I don’t always have insomnia. This time of year it’s worse than in the long still nights of winter. It’s June, in the northern hemisphere, and the birds are waking up at 4. Lately I wish waking up at four was a possibility for me. This week, I’ve heard the birds wake up more days than not.
Today I waited for them for hours.
I saw a therapist for insomnia last summer when I got really tired. Cognitive Behavioral Therapy for sleep is a thing now, a new way of thinking to keep us all in our beds through the small thoughtless hours of the night, when every clock tick rings like a tolling bell or a war drum, when my heart races and my eyes droop but cannot close. We can change our thinking, the theory goes, and the 2000 generations of human evolution that woke some of us up at the hour of the jackal and the creeping enemy to keep teeth and axes off of sleeping babies will fall aside
Don’t get me wrong: my therapist was wonderful. She was a long thin woman with graceful hands, a fact I found fascinating at the time, and hold crisp memories of now. I told her I hadn’t had more than four hours of uninterrupted sleep in over 7 months, that my average was about 2.5 hours a night. I told her I had tried everything I could think of: room colder, room warmer, no lights or screens or exercise for an hour before bed, wake up early, lie down early, eat less, eat more. I gave up coffee and tea and milk and wheat for a while. I treated my sleep apnea with a machine that made me half-wake yelling in the night and made things worse. I joined the gym.
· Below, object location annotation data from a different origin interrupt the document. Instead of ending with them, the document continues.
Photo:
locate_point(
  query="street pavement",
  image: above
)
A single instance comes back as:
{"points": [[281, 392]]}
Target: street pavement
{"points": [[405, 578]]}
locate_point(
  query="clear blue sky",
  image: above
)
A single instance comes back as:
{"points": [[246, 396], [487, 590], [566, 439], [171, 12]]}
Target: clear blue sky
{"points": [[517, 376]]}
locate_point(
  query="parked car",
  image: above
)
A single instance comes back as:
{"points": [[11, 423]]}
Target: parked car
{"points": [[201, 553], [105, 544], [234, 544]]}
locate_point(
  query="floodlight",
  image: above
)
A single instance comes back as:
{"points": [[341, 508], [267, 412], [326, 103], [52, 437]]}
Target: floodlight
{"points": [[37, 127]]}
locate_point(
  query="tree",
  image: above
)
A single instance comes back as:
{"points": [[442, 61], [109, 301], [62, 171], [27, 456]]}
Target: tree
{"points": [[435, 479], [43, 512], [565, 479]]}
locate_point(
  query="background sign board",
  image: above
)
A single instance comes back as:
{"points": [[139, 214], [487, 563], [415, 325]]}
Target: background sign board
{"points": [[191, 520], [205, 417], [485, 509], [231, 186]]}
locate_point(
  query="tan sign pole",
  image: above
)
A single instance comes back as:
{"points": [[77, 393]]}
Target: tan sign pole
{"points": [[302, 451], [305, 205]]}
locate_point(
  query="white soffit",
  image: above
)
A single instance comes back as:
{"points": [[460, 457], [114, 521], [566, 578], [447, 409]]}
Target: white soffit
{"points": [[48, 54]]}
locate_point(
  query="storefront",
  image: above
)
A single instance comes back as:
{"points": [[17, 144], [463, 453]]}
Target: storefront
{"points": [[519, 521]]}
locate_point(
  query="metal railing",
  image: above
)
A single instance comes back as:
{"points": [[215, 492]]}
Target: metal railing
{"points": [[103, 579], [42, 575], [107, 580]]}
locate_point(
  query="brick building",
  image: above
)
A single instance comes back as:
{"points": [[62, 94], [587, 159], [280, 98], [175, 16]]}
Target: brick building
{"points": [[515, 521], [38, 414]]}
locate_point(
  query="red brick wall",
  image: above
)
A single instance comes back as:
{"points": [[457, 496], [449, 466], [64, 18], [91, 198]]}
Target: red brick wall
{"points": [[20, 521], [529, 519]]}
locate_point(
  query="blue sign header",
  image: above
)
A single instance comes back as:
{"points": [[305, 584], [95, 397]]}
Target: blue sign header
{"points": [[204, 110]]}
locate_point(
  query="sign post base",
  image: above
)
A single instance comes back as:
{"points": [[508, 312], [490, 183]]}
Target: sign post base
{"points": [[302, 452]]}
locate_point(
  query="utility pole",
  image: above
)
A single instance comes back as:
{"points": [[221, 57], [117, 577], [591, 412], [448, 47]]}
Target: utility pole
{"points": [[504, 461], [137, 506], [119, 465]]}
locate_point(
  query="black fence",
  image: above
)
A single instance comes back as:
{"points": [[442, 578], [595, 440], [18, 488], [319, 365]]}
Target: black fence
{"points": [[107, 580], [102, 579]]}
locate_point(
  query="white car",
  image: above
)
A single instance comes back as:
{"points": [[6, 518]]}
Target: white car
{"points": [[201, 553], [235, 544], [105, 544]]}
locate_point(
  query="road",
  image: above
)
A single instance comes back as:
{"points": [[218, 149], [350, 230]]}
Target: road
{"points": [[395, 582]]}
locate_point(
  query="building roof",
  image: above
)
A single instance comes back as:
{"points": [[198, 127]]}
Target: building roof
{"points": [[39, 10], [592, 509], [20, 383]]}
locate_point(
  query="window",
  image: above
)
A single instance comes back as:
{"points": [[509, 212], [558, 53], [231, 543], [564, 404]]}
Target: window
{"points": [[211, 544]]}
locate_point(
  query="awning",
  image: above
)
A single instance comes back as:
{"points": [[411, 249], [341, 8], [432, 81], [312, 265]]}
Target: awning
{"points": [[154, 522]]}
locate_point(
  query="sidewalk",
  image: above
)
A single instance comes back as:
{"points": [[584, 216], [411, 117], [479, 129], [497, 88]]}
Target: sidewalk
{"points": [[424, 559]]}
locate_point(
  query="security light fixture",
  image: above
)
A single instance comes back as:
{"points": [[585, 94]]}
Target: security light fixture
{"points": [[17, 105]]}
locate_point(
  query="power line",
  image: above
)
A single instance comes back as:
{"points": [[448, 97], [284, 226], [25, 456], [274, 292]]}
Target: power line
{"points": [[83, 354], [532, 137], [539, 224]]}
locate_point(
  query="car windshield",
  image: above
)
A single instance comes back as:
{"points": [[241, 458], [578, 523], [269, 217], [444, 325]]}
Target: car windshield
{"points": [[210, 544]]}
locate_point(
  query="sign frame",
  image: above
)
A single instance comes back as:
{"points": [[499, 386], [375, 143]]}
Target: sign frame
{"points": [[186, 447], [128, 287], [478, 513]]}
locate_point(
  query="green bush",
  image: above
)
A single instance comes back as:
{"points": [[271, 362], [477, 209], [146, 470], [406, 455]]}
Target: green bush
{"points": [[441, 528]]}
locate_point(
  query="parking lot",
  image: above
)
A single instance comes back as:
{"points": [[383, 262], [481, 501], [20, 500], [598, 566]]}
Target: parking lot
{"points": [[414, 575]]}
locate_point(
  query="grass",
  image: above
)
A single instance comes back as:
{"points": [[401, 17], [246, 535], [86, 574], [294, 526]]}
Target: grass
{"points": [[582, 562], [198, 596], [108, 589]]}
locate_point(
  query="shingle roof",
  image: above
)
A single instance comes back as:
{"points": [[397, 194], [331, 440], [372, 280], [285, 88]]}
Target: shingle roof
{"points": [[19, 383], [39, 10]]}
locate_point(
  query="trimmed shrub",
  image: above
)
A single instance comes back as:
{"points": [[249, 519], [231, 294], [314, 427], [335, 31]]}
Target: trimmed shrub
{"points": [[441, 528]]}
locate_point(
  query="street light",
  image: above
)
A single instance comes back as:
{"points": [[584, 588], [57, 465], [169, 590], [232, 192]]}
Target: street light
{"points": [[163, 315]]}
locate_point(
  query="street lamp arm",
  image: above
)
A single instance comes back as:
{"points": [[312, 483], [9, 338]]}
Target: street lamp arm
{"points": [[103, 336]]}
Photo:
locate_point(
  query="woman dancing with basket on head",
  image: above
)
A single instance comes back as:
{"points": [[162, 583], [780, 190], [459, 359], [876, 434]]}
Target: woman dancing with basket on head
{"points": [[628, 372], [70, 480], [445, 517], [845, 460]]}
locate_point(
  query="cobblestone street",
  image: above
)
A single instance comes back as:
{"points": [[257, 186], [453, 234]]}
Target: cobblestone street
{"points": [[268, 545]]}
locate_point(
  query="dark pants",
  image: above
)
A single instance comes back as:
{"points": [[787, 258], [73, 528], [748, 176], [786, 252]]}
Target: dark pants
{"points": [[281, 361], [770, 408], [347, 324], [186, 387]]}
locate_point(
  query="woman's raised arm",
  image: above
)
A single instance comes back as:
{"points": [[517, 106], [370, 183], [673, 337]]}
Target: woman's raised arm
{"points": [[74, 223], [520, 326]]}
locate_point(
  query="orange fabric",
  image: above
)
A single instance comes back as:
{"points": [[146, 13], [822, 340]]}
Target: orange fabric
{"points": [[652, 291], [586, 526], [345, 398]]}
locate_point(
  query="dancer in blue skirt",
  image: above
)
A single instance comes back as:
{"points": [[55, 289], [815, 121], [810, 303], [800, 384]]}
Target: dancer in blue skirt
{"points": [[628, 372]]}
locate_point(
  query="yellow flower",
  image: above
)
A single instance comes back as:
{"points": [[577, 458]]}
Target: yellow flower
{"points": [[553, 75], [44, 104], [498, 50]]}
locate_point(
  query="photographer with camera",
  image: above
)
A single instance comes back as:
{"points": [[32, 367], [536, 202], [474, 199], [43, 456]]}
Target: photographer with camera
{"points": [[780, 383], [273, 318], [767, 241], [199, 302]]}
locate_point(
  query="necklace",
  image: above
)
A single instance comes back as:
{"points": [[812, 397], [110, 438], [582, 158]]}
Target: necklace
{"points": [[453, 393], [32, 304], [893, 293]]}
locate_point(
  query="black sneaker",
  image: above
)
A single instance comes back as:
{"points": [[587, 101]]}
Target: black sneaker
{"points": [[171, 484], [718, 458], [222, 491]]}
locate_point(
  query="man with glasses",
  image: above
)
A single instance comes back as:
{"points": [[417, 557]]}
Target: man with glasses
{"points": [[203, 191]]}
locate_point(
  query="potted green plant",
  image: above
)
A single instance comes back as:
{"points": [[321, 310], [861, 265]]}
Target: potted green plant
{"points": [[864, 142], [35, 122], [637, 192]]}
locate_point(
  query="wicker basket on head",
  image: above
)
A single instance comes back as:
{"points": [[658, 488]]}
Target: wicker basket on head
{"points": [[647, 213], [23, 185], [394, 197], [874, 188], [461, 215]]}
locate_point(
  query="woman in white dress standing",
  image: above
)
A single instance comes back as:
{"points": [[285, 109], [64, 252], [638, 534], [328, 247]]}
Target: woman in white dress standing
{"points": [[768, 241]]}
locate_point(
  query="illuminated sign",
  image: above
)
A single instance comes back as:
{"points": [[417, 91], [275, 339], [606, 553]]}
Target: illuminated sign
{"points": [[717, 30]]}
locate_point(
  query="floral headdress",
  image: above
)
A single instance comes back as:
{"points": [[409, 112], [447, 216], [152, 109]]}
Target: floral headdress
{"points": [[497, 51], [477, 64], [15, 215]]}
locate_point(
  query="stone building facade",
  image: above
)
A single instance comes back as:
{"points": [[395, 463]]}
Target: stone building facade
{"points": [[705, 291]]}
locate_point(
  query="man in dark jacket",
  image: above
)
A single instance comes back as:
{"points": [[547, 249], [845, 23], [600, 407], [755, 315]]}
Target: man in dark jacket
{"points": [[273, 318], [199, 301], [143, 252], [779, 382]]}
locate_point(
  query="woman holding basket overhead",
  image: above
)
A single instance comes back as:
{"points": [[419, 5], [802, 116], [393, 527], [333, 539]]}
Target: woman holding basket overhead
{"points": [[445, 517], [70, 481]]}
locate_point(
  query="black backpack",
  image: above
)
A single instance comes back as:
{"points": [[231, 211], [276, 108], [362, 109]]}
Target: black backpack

She told me to get up, to do something soothing and not goal-based when I couldn’t sleep, and to limit my time in bed to very specific hours. She told me not to nap, and to get up at 5am and work out. The theory is that if you restrict the available hours you can sleep, you will sleep better, more deeply, and more consistently when you do go to bed.
Three months in, this seemed mostly effective, although my sleeplessness has always been seasonal, waxing and waning with the light, so some of the success was probably that confirmation bias that happens with a hiccup cure: anything you do to distract yourself gives it time to clear up on its own.
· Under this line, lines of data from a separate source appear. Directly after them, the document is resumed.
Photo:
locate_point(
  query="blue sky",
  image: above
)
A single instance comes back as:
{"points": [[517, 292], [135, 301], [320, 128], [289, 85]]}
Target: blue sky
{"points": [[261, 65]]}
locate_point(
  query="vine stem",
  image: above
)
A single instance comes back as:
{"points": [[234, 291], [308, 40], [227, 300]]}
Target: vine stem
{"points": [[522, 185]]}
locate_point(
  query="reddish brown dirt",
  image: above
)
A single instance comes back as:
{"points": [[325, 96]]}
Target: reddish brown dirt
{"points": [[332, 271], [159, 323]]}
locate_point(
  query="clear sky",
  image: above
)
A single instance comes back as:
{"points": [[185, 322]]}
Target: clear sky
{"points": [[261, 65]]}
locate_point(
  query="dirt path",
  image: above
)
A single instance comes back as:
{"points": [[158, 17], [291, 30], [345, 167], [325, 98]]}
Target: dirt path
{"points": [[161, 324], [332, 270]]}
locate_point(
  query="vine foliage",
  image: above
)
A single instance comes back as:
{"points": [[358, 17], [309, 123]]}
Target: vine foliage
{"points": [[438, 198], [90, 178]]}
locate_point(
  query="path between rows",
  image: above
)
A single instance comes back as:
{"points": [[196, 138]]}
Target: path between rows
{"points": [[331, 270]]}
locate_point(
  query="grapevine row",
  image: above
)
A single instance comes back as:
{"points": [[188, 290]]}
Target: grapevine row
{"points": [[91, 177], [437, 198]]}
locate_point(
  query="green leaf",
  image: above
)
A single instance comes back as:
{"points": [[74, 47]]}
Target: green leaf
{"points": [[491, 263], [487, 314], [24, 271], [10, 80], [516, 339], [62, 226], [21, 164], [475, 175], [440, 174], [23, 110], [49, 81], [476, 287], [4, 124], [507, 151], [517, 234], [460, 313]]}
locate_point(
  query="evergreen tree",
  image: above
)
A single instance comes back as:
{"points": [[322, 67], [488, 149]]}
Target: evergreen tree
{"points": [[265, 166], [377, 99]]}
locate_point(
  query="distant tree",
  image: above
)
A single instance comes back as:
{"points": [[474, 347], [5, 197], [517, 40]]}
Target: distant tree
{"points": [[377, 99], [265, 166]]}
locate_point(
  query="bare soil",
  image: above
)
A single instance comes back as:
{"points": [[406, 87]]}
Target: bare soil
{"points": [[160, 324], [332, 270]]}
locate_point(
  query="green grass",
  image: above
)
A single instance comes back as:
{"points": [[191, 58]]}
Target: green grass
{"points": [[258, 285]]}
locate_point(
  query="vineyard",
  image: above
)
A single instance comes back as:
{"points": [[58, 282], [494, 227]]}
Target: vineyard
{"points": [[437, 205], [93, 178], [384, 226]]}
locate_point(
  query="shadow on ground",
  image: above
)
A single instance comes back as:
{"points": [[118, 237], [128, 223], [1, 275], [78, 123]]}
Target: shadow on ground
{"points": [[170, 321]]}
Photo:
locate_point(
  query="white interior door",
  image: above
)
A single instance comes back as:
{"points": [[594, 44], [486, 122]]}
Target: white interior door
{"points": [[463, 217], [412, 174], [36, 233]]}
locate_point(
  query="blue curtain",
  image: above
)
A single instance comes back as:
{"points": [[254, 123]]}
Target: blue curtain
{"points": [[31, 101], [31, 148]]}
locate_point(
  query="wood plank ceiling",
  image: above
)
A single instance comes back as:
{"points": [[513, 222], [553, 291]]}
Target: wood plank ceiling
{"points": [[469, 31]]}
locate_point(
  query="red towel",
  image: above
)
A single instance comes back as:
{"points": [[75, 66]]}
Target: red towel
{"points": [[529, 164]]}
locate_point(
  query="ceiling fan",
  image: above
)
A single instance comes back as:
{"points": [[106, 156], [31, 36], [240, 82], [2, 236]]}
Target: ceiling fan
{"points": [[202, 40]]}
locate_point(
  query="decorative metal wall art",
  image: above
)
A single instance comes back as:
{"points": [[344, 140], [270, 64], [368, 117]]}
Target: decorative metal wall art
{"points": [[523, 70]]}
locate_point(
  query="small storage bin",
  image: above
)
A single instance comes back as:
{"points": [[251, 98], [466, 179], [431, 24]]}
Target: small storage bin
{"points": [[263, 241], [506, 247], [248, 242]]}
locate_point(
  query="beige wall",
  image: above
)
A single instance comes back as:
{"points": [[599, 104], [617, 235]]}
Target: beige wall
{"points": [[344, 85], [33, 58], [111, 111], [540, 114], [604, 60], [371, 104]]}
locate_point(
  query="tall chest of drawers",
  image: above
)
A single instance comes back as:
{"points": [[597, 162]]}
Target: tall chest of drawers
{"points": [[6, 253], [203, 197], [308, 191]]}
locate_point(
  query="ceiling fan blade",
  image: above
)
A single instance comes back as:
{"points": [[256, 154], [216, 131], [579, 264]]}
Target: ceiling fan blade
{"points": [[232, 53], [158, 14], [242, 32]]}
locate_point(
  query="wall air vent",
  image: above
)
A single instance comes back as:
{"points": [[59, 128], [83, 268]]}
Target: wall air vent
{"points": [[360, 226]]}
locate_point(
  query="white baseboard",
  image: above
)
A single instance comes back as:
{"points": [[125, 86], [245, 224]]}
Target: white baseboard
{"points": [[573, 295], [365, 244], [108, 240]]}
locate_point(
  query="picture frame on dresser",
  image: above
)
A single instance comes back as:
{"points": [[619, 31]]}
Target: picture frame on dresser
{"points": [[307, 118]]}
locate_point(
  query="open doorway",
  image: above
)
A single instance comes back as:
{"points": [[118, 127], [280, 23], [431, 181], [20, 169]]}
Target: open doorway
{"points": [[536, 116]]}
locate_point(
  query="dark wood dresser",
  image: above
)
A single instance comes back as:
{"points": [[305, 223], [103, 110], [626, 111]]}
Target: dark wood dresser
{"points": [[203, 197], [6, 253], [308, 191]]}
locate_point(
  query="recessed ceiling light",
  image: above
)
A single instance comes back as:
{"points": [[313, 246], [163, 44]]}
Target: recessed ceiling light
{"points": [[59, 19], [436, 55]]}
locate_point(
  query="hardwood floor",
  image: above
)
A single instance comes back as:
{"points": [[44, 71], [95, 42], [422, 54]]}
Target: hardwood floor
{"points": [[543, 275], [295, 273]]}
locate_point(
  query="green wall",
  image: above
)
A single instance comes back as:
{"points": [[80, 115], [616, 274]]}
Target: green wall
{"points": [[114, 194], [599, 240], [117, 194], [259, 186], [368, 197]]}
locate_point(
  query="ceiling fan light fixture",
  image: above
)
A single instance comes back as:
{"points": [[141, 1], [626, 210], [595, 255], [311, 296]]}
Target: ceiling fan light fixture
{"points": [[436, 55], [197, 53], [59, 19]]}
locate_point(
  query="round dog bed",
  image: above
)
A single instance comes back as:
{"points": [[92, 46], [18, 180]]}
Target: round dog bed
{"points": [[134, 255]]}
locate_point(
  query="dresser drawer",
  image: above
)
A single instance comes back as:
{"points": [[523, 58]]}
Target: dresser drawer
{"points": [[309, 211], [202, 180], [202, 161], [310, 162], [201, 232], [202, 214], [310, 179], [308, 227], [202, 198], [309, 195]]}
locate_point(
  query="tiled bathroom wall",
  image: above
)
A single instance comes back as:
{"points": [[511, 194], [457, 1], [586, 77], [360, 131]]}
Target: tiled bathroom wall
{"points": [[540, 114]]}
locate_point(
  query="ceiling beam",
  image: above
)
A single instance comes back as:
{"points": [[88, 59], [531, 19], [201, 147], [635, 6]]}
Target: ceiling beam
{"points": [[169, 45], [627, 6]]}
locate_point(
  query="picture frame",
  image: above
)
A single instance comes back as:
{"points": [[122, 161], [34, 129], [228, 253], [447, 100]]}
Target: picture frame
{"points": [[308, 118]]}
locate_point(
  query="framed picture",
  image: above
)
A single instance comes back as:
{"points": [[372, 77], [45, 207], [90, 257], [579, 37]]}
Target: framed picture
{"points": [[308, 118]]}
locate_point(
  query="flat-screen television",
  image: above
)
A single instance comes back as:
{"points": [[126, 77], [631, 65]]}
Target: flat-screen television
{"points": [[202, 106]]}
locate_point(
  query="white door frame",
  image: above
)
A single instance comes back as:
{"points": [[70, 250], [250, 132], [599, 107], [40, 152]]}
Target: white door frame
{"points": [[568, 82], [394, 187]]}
I’m writing to quiet my mind tonight, because my mind is noisy these days, but I can’t help thinking of my graceful, long-handed CBT sleep counselor. I can’t recall her name right now (would morning Molly remember her name?) but I do know she’d be annoyed if I’d told her I was writing an essay on a lit screen, because blue light wakes us up and a brain like mine wants to finish a task, and that keeps me from getting sleepy.
So here I am, 3 am again. It’s the fourth time this week.
It’s better this year, I know it’s better, I know the woman I am when I walk around in the day is having a better life than this, but here in the dark, when even the dog is sleeping, when the cats blink slowly to ask for pets or breakfast, here in the rough unfinished hours of another goddamn day when train whistles ring lonesome across a city more sinister than silent, here in the dark it’s hard to remember.
I should get a lot done, with so much extra awake time, but there’s only so much I’m willing to do. If I balance the checkbook I’ll have to check it again when the sun is shining. If I write songs I can only sometimes decipher them later. Practicing guitar wakes other people up, and although my sleepless self wants to go to my sleeping family and shake them and wake them and make them tell me the secrets of Morpheus, I know the day-woman loves them.
I know they need their sleep.
I need sleep, but my life is a story about only sometimes getting what I need, a story of careless and intermittent deprivation. And much of that story is written at night.